CFP'93 - Access Versus Privacy in Florida
by Barbara PetersenStaff Attorney
Joint Committee on Information Technology Resources
The State of Florida has consistently been a leader in the area of open government. Because Florida has some of the strongest policies favoring disclosure of public records in the country, the conflict between an individual's right to privacy and public access to government records is particularly inherent and inescapable. For example, under Florida's Public Records Law, first codified in 1909, all government records are open for inspection and copying unless specifically exempt. Only the Legislature can create exemptions to Florida's Public Records Law - the judiciary is excluded from balancing competing interests in public access cases.
This rich tradition of open access culminated in the November 1992 election when Florida voters overwhelmingly approved a constitutional amendment which guarantees access to the records of all three branches of government and stipulates that any future exemptions to the Public Records Law "shall be no broader than necessary to accomplish the stated purpose of the law." In apparent contrast, Florida's Constitution also contains a provision which guarantees a person's "right to be left alone and free from governmental intrusion into his private life." This right to privacy is limited, though, in that the Constitution specifically states that the right "shall not be construed to limit the public's right of access to public records."
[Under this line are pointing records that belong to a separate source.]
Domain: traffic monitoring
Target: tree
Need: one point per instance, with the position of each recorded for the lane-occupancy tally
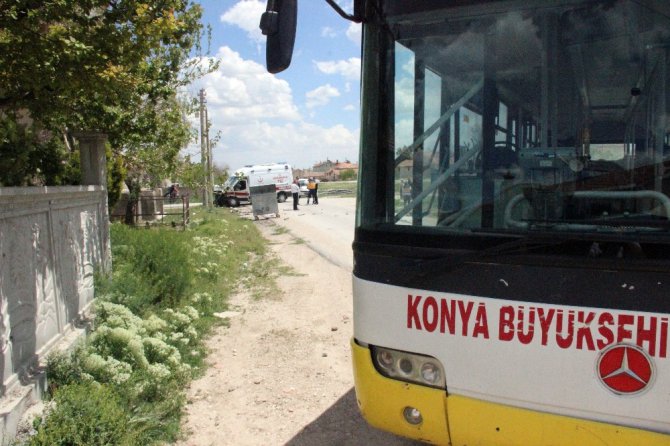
(348, 174)
(112, 66)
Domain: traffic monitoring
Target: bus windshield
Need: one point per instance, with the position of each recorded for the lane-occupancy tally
(552, 116)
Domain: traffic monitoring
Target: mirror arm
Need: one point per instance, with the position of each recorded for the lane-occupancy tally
(340, 11)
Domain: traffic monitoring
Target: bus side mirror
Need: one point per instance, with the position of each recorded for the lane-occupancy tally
(278, 23)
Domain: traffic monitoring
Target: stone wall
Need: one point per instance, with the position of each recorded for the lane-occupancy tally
(52, 240)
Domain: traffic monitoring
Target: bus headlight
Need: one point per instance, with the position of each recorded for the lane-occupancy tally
(411, 367)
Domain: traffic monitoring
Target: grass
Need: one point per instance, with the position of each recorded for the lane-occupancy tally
(338, 188)
(125, 384)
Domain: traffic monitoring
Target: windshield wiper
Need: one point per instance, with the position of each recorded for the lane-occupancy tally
(447, 263)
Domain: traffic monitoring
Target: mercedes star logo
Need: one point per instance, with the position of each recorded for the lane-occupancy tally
(625, 369)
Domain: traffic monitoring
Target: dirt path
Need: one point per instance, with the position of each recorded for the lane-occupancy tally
(281, 373)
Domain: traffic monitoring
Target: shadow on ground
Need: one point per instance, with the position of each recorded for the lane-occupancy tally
(342, 425)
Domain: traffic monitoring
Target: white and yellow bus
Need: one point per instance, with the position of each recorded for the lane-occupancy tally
(522, 295)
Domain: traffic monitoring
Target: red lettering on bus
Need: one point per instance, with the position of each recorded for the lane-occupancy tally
(663, 344)
(448, 316)
(605, 320)
(564, 338)
(413, 312)
(584, 333)
(545, 322)
(465, 315)
(430, 317)
(525, 337)
(481, 323)
(506, 324)
(647, 335)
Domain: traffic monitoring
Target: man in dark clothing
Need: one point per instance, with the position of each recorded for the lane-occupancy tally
(295, 190)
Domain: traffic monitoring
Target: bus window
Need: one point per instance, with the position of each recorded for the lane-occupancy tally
(521, 120)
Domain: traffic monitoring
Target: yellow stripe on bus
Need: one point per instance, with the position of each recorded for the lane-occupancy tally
(475, 422)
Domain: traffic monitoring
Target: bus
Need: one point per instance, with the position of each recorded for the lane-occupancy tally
(521, 295)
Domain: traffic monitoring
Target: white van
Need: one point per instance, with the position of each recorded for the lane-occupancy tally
(236, 189)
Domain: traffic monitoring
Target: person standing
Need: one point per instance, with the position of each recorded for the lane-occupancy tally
(295, 190)
(310, 190)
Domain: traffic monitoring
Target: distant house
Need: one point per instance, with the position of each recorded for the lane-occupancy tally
(404, 169)
(323, 166)
(334, 173)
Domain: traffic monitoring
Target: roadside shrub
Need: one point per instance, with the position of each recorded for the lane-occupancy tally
(151, 267)
(151, 318)
(85, 414)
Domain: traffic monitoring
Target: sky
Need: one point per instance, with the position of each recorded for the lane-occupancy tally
(304, 115)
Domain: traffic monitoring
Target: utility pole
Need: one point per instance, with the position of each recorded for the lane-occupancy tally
(210, 164)
(204, 151)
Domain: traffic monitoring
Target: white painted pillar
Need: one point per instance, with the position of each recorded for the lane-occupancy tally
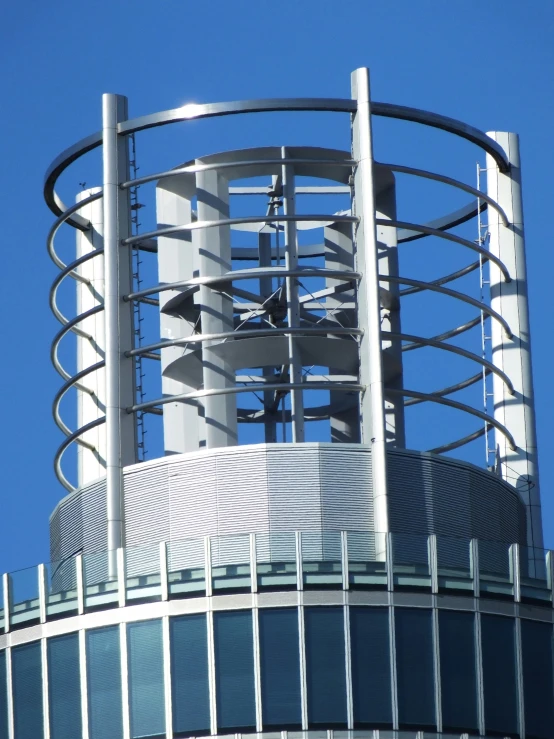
(91, 390)
(513, 356)
(369, 309)
(214, 249)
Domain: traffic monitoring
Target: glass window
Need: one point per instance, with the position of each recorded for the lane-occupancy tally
(280, 668)
(458, 672)
(3, 697)
(371, 679)
(413, 630)
(64, 687)
(146, 680)
(27, 691)
(234, 664)
(499, 675)
(189, 675)
(538, 689)
(325, 667)
(104, 683)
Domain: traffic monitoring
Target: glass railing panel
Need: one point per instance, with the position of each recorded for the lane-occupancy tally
(230, 563)
(454, 568)
(100, 580)
(61, 588)
(142, 574)
(276, 561)
(321, 559)
(186, 571)
(410, 561)
(367, 567)
(534, 578)
(495, 569)
(24, 601)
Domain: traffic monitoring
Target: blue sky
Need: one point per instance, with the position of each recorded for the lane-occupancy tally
(488, 63)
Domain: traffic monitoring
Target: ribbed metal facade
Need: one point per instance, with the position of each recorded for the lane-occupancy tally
(283, 488)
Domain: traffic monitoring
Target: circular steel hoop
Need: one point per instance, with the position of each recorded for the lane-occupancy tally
(249, 333)
(458, 406)
(448, 237)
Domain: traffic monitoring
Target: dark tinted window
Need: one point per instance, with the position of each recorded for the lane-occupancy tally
(325, 667)
(499, 675)
(371, 680)
(414, 668)
(280, 668)
(146, 681)
(64, 687)
(27, 691)
(104, 683)
(458, 672)
(538, 692)
(234, 664)
(189, 675)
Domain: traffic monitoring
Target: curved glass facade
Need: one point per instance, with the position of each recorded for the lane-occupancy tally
(286, 668)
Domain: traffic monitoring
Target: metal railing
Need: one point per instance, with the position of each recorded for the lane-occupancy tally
(250, 563)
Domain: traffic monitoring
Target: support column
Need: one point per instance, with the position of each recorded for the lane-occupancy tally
(293, 307)
(177, 261)
(120, 373)
(369, 310)
(214, 248)
(513, 356)
(91, 390)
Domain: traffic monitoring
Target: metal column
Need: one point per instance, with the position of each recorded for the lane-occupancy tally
(513, 356)
(293, 307)
(118, 316)
(369, 311)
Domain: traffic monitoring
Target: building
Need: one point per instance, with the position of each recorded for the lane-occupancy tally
(289, 567)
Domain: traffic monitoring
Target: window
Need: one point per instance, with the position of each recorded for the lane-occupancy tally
(280, 668)
(458, 673)
(189, 675)
(538, 689)
(371, 678)
(3, 697)
(499, 675)
(234, 664)
(414, 668)
(27, 691)
(64, 687)
(325, 667)
(146, 681)
(104, 683)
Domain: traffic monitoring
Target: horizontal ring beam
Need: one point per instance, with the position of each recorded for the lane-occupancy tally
(458, 406)
(453, 294)
(197, 225)
(448, 237)
(195, 168)
(65, 444)
(425, 174)
(247, 274)
(455, 350)
(249, 333)
(255, 387)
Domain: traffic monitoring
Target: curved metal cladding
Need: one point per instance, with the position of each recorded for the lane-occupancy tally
(275, 488)
(252, 581)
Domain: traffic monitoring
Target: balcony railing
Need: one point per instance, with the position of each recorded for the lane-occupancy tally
(310, 560)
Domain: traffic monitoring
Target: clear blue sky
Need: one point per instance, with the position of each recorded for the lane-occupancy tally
(488, 63)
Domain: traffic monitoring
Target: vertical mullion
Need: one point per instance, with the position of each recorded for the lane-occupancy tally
(84, 682)
(166, 655)
(257, 669)
(211, 671)
(124, 682)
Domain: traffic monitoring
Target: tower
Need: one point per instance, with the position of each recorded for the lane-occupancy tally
(289, 565)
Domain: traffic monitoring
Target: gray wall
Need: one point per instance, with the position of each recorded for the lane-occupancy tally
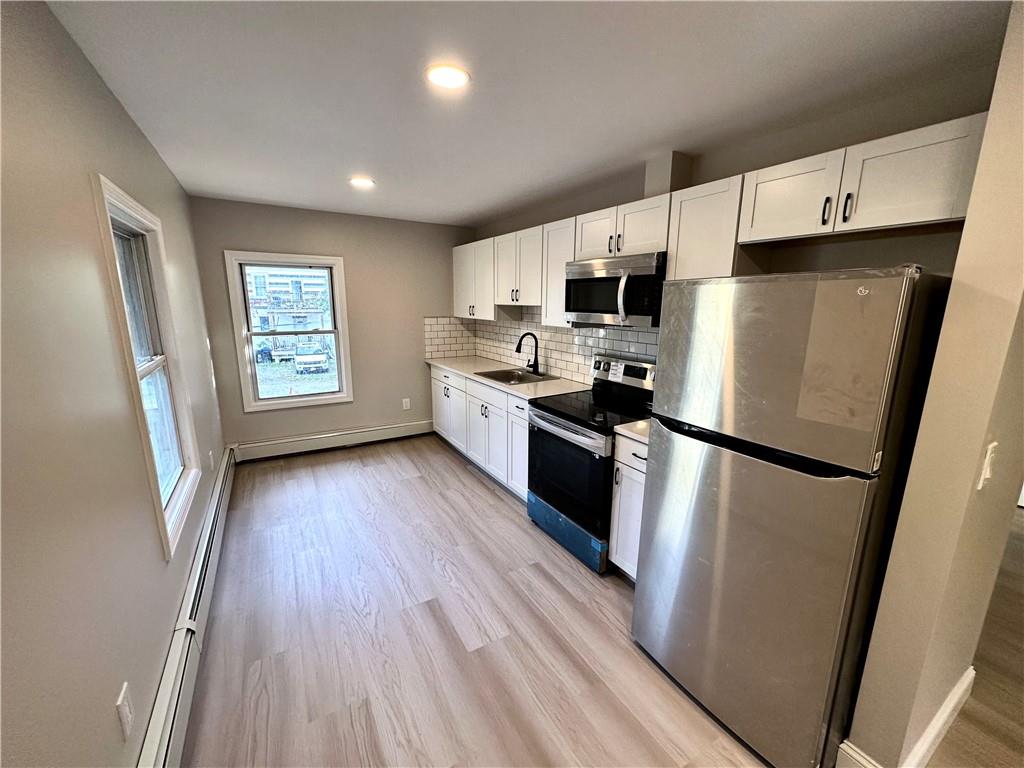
(396, 273)
(88, 598)
(749, 143)
(950, 537)
(553, 205)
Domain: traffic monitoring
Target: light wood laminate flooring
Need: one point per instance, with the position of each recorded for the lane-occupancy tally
(389, 604)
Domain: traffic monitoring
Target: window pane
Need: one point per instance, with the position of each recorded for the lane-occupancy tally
(163, 432)
(135, 284)
(288, 298)
(287, 366)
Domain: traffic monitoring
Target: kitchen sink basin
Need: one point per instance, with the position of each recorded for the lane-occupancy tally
(515, 376)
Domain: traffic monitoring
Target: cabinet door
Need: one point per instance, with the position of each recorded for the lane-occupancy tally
(463, 278)
(792, 200)
(483, 266)
(439, 403)
(518, 455)
(529, 256)
(702, 229)
(498, 441)
(476, 431)
(627, 510)
(559, 243)
(912, 177)
(642, 226)
(457, 419)
(506, 272)
(595, 235)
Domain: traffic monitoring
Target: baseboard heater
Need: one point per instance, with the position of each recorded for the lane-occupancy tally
(166, 733)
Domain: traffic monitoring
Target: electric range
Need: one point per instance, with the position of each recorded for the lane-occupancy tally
(571, 458)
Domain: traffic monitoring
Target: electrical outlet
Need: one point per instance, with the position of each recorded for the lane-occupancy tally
(126, 712)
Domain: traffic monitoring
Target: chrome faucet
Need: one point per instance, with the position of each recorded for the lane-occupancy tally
(535, 365)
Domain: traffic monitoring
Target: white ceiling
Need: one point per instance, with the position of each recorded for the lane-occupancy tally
(282, 102)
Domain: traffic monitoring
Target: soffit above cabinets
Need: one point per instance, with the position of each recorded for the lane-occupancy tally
(283, 102)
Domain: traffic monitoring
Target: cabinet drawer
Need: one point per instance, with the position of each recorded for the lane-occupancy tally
(453, 380)
(518, 407)
(493, 397)
(631, 453)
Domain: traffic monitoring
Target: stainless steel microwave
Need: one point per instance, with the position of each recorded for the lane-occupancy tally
(615, 291)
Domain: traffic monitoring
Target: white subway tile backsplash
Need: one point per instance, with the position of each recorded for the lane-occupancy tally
(566, 352)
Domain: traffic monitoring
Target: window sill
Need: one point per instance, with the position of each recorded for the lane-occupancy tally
(176, 511)
(296, 401)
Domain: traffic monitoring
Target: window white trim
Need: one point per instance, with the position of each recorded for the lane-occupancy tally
(114, 203)
(240, 322)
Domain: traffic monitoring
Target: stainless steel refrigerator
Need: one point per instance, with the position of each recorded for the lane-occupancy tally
(784, 410)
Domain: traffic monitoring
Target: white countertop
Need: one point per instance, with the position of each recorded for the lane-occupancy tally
(636, 430)
(471, 366)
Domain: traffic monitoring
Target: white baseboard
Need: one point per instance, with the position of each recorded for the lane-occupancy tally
(922, 752)
(169, 719)
(850, 756)
(303, 443)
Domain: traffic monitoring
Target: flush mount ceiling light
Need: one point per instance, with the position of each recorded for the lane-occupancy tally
(446, 76)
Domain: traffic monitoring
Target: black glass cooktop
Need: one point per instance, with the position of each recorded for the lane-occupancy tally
(600, 409)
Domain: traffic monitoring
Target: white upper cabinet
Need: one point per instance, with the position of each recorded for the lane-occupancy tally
(506, 271)
(464, 280)
(473, 280)
(558, 246)
(702, 229)
(595, 235)
(518, 258)
(912, 177)
(529, 257)
(642, 226)
(632, 227)
(483, 267)
(518, 455)
(792, 200)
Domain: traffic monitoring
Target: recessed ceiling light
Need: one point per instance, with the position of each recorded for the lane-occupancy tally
(446, 76)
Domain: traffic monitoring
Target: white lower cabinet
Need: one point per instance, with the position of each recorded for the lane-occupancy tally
(627, 511)
(449, 402)
(485, 424)
(498, 442)
(457, 418)
(518, 455)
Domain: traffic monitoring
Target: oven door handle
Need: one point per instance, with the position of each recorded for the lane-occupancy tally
(595, 443)
(622, 295)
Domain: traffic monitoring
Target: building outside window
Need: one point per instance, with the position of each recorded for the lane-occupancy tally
(291, 329)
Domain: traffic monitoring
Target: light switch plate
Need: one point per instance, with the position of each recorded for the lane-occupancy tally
(126, 712)
(986, 467)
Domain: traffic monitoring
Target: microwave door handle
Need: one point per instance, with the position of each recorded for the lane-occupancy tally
(622, 295)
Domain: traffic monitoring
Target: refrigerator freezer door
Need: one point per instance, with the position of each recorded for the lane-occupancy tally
(743, 589)
(800, 363)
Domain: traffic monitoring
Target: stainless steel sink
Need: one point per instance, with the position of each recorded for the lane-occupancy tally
(515, 376)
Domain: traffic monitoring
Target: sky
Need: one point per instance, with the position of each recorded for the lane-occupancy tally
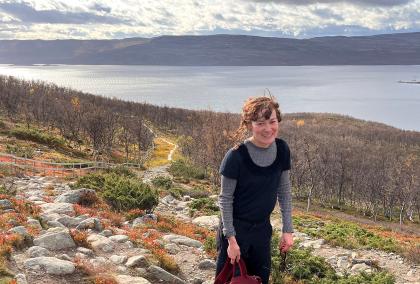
(116, 19)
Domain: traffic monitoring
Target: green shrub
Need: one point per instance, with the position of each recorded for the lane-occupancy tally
(124, 193)
(181, 168)
(303, 267)
(37, 136)
(346, 234)
(162, 182)
(206, 205)
(210, 244)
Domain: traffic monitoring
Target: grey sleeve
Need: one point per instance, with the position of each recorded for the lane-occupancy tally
(225, 205)
(284, 195)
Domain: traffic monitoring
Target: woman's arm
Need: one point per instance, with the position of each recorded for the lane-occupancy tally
(226, 205)
(284, 195)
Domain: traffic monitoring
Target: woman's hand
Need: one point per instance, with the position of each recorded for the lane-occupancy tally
(286, 242)
(234, 252)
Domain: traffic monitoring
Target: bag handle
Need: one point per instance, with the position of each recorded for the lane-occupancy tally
(224, 275)
(242, 268)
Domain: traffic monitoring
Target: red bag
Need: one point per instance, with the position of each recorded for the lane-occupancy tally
(226, 276)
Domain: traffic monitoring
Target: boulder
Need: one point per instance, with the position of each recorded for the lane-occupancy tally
(55, 240)
(74, 196)
(211, 222)
(50, 265)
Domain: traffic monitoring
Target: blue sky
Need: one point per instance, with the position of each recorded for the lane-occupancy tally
(103, 19)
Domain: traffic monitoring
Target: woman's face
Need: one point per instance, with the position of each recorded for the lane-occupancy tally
(265, 131)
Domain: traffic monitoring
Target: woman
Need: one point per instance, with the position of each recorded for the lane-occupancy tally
(254, 175)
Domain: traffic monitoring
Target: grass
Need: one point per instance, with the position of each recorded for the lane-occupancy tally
(305, 268)
(184, 169)
(343, 233)
(160, 154)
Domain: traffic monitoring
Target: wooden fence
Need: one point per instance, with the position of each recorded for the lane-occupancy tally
(32, 167)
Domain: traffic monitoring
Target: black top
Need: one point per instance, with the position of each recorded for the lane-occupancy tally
(255, 194)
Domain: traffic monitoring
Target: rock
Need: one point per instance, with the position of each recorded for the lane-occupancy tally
(50, 265)
(343, 262)
(121, 269)
(118, 259)
(207, 264)
(21, 279)
(126, 279)
(91, 223)
(168, 199)
(368, 262)
(5, 204)
(197, 281)
(34, 223)
(55, 241)
(106, 233)
(128, 244)
(64, 257)
(119, 238)
(316, 244)
(54, 224)
(100, 243)
(162, 274)
(21, 231)
(182, 240)
(69, 222)
(50, 217)
(137, 261)
(85, 251)
(172, 248)
(59, 208)
(37, 251)
(138, 222)
(149, 217)
(74, 196)
(211, 222)
(98, 262)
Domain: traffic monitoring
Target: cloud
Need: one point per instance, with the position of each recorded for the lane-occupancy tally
(357, 2)
(132, 18)
(101, 8)
(28, 14)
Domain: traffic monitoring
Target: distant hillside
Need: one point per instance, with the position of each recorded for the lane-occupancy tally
(222, 50)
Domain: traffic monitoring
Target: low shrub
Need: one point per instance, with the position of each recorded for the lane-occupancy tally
(128, 193)
(162, 182)
(94, 181)
(122, 171)
(205, 205)
(80, 238)
(303, 267)
(20, 151)
(35, 135)
(346, 234)
(88, 199)
(181, 168)
(134, 213)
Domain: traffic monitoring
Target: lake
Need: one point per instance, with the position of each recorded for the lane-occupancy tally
(366, 92)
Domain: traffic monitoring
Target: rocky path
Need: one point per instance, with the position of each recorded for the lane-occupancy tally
(54, 257)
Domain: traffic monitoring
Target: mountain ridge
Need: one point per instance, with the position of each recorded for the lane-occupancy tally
(218, 50)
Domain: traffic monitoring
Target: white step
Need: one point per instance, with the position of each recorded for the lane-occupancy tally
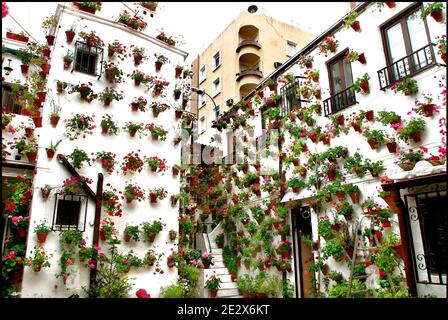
(224, 293)
(228, 285)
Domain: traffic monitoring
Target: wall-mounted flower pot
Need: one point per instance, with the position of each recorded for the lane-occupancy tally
(364, 87)
(416, 136)
(362, 58)
(70, 36)
(31, 156)
(46, 52)
(25, 68)
(45, 68)
(390, 4)
(437, 15)
(18, 37)
(356, 26)
(50, 40)
(50, 153)
(392, 147)
(42, 95)
(67, 63)
(37, 122)
(158, 66)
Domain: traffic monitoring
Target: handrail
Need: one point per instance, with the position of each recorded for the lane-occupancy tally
(407, 66)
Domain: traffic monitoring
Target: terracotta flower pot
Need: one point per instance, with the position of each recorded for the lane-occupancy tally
(362, 58)
(356, 26)
(67, 63)
(41, 237)
(437, 15)
(50, 153)
(416, 136)
(50, 40)
(70, 36)
(54, 120)
(158, 66)
(392, 147)
(25, 68)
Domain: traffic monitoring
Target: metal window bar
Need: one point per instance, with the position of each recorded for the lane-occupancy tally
(83, 63)
(339, 101)
(290, 100)
(408, 66)
(83, 199)
(421, 261)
It would seem, then, that under Florida's Constitution the public's right to access government information overrides an individual's right to privacy. However, the increased collection and use of personal information made possible by rapidly changing information technology has resulted in more public support for legislative protection of personal information, and there is increasing pressure upon the Legislature from the voting public to enact laws which control access to public information and protect individual privacy. During the 1992 Legislative Session, before the right to access had been elevated from a statutory right to a constitutional guarantee by that same voting public, both the Florida Legislature and the Governor showed a willingness to approve exemptions to the Public Records Law based solely on the issue of individual privacy. Thus, the effect of Florida's new constitutional guarantee of open government - the first in the Nation - on the right to privacy has yet to be determined.
In Florida, as elsewhere, new computer-based information technologies permit rapid accumulation and exchange of personal information on large numbers of individuals, and computers are increasingly used to certify the accuracy and completeness of personal information before an individual receives government benefits or services. Florida differs from many states, however, in that the vast majority of this personal information becomes public record, readily accessible by anyone with a desire to see it.
Obviously, advances in information technology may permit improvements in government record keeping, detection and prevention of fraud, reduction of waste and abuse of government resources, and law enforcement investigations. Computer tapes, software, and networking also make it possible to compare personal information stored in different record systems - in effect, as if the government had established centralized files and data bases. And, while microcomputers have transformed the modern office, improving both productivity and the capacity to effectively manage and massage vast amounts of government information, this technology places control of public information in the hands of the end-user who, in Florida, may have access to a great number of centralized data bases through telecommunications networks.
In order to ease the burden of routine record requests on over-worked agency staff and in response to demand from the private sector, a growing number of state agencies and local governments in Florida are providing on-line, remote electronic access to a variety of government data bases, including driver history records, motor vehicle registration, public utility information, property records, tax roles, and criminal history information. This type of access allows comparison of massive amounts of personal information in an unlimited number of public and private agencies using direct on-line linkages. In addition, some government agencies have statutory authority to sell entire data bases for a flat, fixed fee - all others agencies must provide a copy of the requested data bases for the actual cost of duplication - and there is nothing in the law which controls how such data bases may be used. As a result, it is becoming increasingly difficult for the citizens of Florida to know where personal information is stored, to know who has access to it, and to assure that such information is correct.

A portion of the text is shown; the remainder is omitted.